Tuesday, June 14, 2011
Was Tyson Really That Great?
Nostalgia has a way of coloring our opinions of people and events, be they historical figures or athletes who dominated our childhoods. Mike Tyson is an example of a public figure who, through time and hype, gradually become mythical and no one can really have a logical conversation about them. I wrote a while back about how Biggie wasn't really the greatest rapper of all time and you would have thought I had said Mother Teresa was a whore. I suppose a lot of Tyson fans have similar feelings about Iron Mike, and the argument for both of these childhood heroes is kind of similar as well.
Both were from Brooklyn and overcame physical traits that were unusual for their profession and would cause them to be picked on when they were younger (Biggie being fat, Tyson and his girlish voice), both achieved fame at a young age and were fairly dominant in their fields and both careers were cut short before they could totally realize their potentials leaving experts and fans to argue about them forever. The real huge difference here is that Biggie's career was cut short at 24 because of a senseless killing, and Tyson's boxing career never made it as far as it could because of his own doing. And there's always the argument that he wasn't that good to begin with and was the product of weak competition. But both benefit from nostalgia, Tyson even more so than Biggie (since BIG actually was great for a number of years).

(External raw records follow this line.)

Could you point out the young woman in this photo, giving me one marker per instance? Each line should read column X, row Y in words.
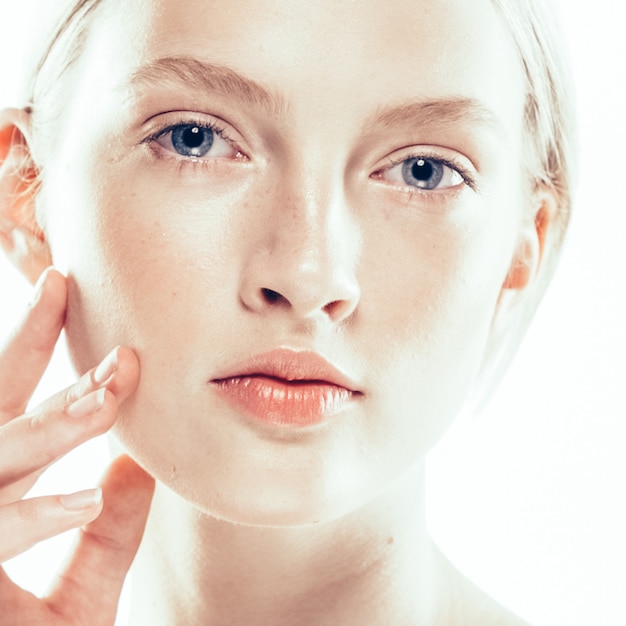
column 315, row 233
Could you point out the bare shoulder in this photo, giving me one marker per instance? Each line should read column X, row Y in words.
column 468, row 605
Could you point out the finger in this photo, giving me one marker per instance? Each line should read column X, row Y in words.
column 88, row 590
column 27, row 352
column 86, row 409
column 27, row 522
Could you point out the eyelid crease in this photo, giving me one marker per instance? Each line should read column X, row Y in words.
column 468, row 178
column 191, row 120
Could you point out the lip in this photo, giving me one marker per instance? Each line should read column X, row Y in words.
column 287, row 387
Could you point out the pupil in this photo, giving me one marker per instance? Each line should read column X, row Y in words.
column 422, row 170
column 193, row 137
column 192, row 141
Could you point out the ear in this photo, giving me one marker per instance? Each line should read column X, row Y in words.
column 534, row 239
column 21, row 238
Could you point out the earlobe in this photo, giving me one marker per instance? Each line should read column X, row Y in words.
column 533, row 241
column 21, row 238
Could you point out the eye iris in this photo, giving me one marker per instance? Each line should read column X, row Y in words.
column 422, row 173
column 191, row 140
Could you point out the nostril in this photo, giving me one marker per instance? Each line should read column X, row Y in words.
column 271, row 296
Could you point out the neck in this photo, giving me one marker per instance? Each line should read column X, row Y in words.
column 374, row 566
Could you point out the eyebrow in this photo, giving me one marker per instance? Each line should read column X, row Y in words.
column 228, row 83
column 209, row 77
column 440, row 112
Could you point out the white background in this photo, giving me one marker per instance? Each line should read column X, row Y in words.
column 529, row 498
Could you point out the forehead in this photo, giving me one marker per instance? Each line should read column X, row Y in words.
column 328, row 55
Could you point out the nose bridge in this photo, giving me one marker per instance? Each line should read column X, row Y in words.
column 305, row 258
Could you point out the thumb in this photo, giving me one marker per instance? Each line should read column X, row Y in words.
column 87, row 590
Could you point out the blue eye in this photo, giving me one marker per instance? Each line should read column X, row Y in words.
column 423, row 173
column 191, row 140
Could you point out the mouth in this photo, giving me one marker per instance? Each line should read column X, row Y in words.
column 288, row 388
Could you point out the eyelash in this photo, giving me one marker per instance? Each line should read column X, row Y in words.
column 468, row 178
column 220, row 131
column 184, row 161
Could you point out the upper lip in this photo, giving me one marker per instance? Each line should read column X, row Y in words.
column 291, row 366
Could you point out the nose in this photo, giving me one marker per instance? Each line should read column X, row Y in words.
column 303, row 259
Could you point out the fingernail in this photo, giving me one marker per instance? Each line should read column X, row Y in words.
column 38, row 289
column 87, row 499
column 87, row 405
column 107, row 368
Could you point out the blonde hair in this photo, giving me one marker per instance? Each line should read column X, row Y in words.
column 549, row 158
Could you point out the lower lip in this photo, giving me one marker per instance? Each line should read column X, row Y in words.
column 286, row 403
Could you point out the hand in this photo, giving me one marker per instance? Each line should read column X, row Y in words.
column 113, row 517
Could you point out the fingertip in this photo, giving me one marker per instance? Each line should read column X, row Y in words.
column 126, row 377
column 50, row 292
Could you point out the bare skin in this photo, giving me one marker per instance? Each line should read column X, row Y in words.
column 298, row 230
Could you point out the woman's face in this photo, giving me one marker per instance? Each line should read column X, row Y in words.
column 231, row 184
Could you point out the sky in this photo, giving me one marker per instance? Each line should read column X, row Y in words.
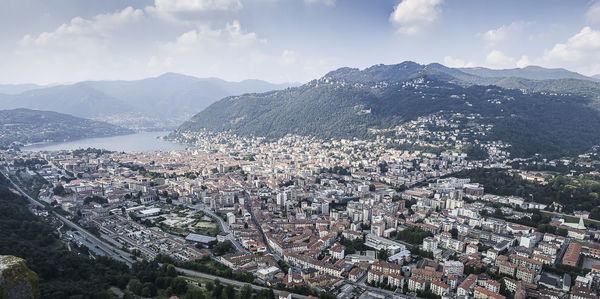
column 61, row 41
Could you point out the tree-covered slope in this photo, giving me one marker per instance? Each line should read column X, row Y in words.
column 32, row 126
column 348, row 102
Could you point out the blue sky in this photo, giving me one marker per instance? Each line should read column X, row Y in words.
column 286, row 40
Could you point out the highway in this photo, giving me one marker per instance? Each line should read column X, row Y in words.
column 223, row 227
column 103, row 246
column 248, row 203
column 231, row 282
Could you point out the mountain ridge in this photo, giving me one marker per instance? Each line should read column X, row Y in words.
column 160, row 102
column 349, row 102
column 24, row 126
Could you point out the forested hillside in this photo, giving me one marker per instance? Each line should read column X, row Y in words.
column 346, row 103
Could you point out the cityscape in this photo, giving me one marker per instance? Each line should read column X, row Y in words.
column 253, row 149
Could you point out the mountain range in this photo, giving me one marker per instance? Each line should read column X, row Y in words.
column 25, row 126
column 153, row 103
column 554, row 116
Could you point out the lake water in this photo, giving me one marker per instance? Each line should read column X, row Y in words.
column 139, row 142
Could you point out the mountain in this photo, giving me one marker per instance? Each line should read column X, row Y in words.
column 349, row 102
column 529, row 72
column 161, row 102
column 16, row 88
column 25, row 126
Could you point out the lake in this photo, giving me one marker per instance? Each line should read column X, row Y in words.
column 139, row 142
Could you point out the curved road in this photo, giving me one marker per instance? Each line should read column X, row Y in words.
column 231, row 282
column 223, row 227
column 115, row 253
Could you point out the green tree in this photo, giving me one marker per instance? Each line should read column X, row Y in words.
column 246, row 291
column 135, row 286
column 179, row 285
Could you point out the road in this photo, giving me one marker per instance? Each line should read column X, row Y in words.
column 572, row 216
column 223, row 227
column 248, row 203
column 231, row 282
column 105, row 247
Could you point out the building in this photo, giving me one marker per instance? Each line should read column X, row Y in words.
column 396, row 280
column 429, row 244
column 526, row 275
column 230, row 218
column 465, row 287
column 454, row 268
column 337, row 251
column 571, row 257
column 439, row 288
column 483, row 293
column 200, row 238
column 379, row 243
column 416, row 284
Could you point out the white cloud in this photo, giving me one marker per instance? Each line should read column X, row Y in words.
column 204, row 37
column 579, row 52
column 497, row 59
column 450, row 61
column 288, row 57
column 593, row 14
column 523, row 61
column 178, row 6
column 79, row 29
column 326, row 2
column 493, row 37
column 411, row 16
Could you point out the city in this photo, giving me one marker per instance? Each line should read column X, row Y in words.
column 350, row 218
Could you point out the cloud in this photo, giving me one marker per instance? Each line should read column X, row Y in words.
column 497, row 59
column 288, row 57
column 523, row 62
column 593, row 14
column 326, row 2
column 493, row 37
column 450, row 61
column 179, row 6
column 412, row 16
column 79, row 29
column 579, row 52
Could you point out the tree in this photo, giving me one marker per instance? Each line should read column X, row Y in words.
column 382, row 255
column 229, row 292
column 179, row 285
column 135, row 286
column 218, row 290
column 171, row 270
column 194, row 293
column 246, row 291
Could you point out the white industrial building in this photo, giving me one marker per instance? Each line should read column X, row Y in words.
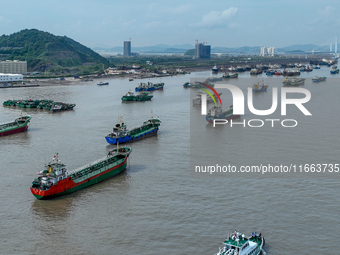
column 13, row 67
column 5, row 77
column 270, row 51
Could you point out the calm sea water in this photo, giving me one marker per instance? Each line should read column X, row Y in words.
column 158, row 205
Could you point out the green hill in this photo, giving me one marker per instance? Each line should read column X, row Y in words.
column 46, row 52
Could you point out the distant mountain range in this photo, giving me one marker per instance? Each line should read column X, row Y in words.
column 44, row 51
column 163, row 48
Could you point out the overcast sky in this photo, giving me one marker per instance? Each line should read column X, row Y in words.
column 225, row 23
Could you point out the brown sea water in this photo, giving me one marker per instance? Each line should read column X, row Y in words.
column 158, row 205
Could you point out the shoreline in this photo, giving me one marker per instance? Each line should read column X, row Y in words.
column 35, row 82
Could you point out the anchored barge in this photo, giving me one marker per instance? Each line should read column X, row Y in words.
column 55, row 180
column 121, row 134
column 18, row 125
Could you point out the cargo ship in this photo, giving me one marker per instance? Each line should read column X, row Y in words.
column 18, row 125
column 334, row 69
column 142, row 96
column 121, row 134
column 149, row 86
column 102, row 83
column 238, row 243
column 260, row 87
column 319, row 78
column 55, row 180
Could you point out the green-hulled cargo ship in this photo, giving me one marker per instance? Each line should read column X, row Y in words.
column 121, row 134
column 237, row 243
column 55, row 180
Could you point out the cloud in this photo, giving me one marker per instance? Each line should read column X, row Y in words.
column 217, row 18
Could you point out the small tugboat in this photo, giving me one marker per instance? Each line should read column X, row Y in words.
column 318, row 78
column 142, row 96
column 238, row 244
column 217, row 113
column 293, row 81
column 334, row 69
column 102, row 83
column 121, row 134
column 18, row 125
column 55, row 180
column 259, row 87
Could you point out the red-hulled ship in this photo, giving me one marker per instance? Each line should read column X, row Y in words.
column 16, row 126
column 55, row 180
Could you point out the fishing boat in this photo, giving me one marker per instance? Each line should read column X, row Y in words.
column 121, row 134
column 259, row 87
column 198, row 99
column 230, row 75
column 256, row 71
column 18, row 125
column 293, row 81
column 186, row 85
column 149, row 86
column 318, row 78
column 102, row 83
column 59, row 106
column 217, row 113
column 334, row 69
column 214, row 79
column 142, row 96
column 215, row 69
column 40, row 104
column 270, row 72
column 197, row 85
column 239, row 244
column 55, row 180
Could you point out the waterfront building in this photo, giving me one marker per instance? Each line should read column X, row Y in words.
column 270, row 51
column 13, row 67
column 262, row 51
column 10, row 77
column 202, row 51
column 127, row 48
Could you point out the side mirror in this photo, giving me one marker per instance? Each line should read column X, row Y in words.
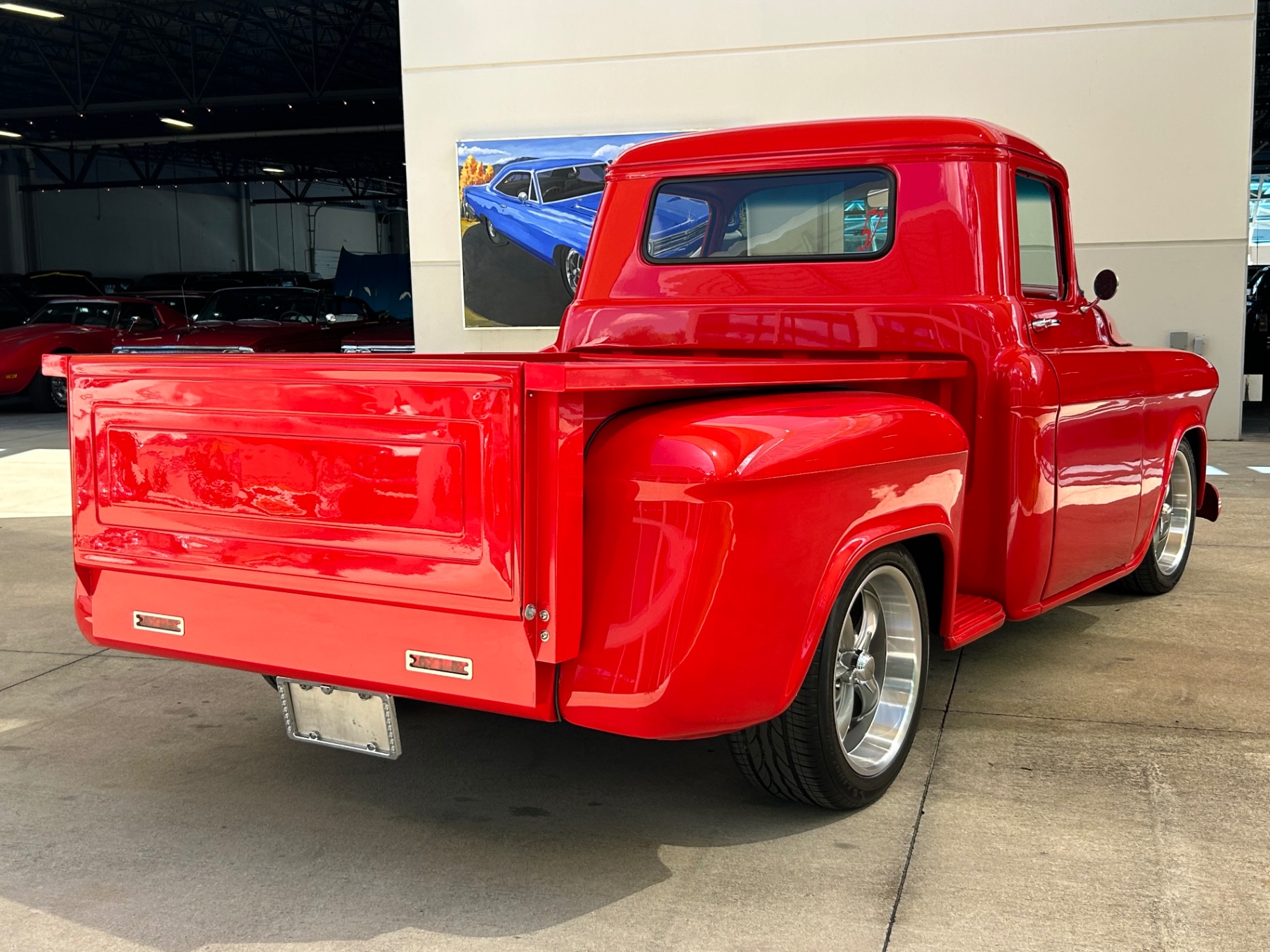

With Tyson's recent induction into the Boxing Hall of Fame, there's been a lot of his old highlights shown all over the place, and no matter the competition, his knockouts are fun to watch. Tyson was so ferocious in his early years, knocking washed up or never was "tomato cans" (to use Hater J's favorite term), that it's easy to gloss over the fact that those guys were mostly bums that he was demolishing. One reason I'm glad that I was born in the 80s and not a decade earlier is I probably would have wasted a lot of time and money on 5 minute pay per view fights. Still, Mike was a phenomenon who tore into other fighters in a way that isn't seen too often, and he's probably the second most famous boxer in history. That's what makes it so hard to argue about him though, his public persona is so huge and he's become such a brand name (his Punch Out game is a classic for anyone born during the Reagan years) that arguing against him with a fan is pointless, despite the evidence.
When all is said and done, even if he never reached his full potential, or if you argue he wasn't that great to begin with and just dominated weak competition like the James Tilleses and Marvis Fraziers of the world, his impact can't be denied. Even now as he's basically a parody of himself, he's still an icon that inspires debate unlike any other boxer, as hard as Mayweather or some of the other new jacks might try to draw attention to themselves. He might not have been the greatest fighter who ever lived, but don't try telling a Tyson fan that.